INTERNATIONAL JOURNAL OF ADVANCE RESEARCH
IN MULTIDISCIPLINARY

Quantum computing is at the very edge of technological progress, promising to revolutionize several disciplines, including microprocessor performance. This research paper explores the transition from classical to quantum computing paradigms, emphasizing the capabilities of quantum computing to enhance microprocessor efficiency and speed. This research intends to clarify the transformational influence of quantum computing on microprocessor design and overall processing performance by incorporating quantum concepts such as superposition, entanglement, and quantum interference.
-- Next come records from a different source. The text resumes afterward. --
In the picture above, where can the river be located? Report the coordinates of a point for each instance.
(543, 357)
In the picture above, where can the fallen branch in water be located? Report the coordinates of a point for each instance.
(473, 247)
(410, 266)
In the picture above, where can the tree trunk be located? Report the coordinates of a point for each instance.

The study analyses the possible obstacles and constraints associated with incorporating quantum computing into microprocessor architecture. It also emphasizes the need for more research and development to properly exploit the potential of quantum computing in revolutionizing microprocessor technology. The study explores how quantum computing can potentially address current limitations in traditional microprocessor design, such as scalability and energy efficiency. Overall, this research sheds light on the promising future of quantum computing in enhancing computational capabilities and advancing technology. By overcoming these challenges, quantum computing has the potential to significantly improve processing speeds and efficiency in microprocessor design. Continued advancements in this field could lead to groundbreaking innovations in various industries that rely on high-performance computing. Quantum computing has the potential to transform industries including encryption, drug discovery, and artificial intelligence. As researchers continue to push the frontiers of quantum computing, we may anticipate even more significant applications in the near future.